Sony’s DRM Ecosystem Nightmare Strikes Again

By Nelson Schneider - 02/16/25 at 02:41 AM CT

Well, PlayStation Network, a.k.a., PSN, went and had another major outage that lasted a couple days. Even worse, this most recent failure of their online infrastructure revealed that, far from the cheerleaders of “simple” and “reasonable” game-sharing and DRM features they pretended to be when the Xbox One was threatening potential customers with an always-online hellscape of DRM and disc-checks, Sony is actually just as bad as Microsoft intended to be.

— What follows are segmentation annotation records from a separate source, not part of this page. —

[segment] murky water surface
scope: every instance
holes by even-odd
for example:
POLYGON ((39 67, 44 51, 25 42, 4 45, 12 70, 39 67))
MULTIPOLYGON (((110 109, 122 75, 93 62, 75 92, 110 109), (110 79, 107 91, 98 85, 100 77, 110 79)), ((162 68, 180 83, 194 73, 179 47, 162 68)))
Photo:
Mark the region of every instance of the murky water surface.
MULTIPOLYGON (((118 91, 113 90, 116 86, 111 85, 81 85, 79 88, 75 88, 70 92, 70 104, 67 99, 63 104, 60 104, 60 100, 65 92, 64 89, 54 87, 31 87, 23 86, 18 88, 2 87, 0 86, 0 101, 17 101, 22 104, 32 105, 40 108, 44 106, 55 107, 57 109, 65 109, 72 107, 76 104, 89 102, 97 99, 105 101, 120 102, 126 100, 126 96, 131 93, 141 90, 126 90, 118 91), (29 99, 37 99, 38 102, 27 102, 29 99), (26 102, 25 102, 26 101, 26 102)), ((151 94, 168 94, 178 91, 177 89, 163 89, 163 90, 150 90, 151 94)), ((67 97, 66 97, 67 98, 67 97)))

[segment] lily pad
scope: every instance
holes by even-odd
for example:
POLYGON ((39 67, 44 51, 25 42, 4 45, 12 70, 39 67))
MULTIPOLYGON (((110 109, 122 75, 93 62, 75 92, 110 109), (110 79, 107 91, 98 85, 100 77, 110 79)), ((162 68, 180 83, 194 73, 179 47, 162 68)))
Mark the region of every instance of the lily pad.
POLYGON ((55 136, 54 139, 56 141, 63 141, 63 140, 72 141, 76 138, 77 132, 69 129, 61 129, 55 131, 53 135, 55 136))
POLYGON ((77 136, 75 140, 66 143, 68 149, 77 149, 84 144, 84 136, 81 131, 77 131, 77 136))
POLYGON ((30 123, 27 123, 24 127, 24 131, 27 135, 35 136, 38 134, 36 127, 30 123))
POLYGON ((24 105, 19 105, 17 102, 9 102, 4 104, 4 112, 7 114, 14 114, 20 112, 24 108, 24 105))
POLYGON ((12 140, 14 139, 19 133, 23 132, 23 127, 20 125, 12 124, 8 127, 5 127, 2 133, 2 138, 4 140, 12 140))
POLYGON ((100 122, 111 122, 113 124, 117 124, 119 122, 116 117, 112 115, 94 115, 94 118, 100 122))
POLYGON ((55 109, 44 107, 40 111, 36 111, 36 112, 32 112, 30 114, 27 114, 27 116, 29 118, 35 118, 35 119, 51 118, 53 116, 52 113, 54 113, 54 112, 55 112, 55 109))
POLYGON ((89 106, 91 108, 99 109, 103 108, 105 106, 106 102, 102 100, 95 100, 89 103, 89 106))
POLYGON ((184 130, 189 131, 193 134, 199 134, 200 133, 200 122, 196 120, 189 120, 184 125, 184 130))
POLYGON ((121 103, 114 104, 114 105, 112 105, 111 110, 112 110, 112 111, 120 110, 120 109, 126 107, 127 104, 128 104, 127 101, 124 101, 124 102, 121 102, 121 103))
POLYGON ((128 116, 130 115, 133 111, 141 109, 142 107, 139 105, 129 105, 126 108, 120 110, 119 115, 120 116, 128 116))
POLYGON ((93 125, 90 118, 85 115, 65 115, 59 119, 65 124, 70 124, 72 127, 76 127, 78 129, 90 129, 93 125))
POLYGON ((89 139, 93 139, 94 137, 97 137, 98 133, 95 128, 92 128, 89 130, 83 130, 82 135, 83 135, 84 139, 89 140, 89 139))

It seems that plenty of folks went out and grabbed the sold-separately PS5 optical disc drive during the outage in order to play physical copies of their games, only to discover that the PS5 optical drive won’t work without phoning home to PSN first. This has, apparently, been a known issue for a year already, but with the flagging popularity and relevance of both physical media and PlayStation in general, it’s the type of thing that didn’t make a splash among any of the activist-driven James Gournalism outlets of the Legacy Media, and was instead the purview of niche interest Sub-Reddits and YouTubers.

As if we needed any more reasons to distrust the console makers with an all-digital ecosystem, we’ve got Sony showing that, once again, they are dead set on protecting their rights to revoke the end-users’ licenses vs. creating a valuable, long-term ownership position in any of their consoles.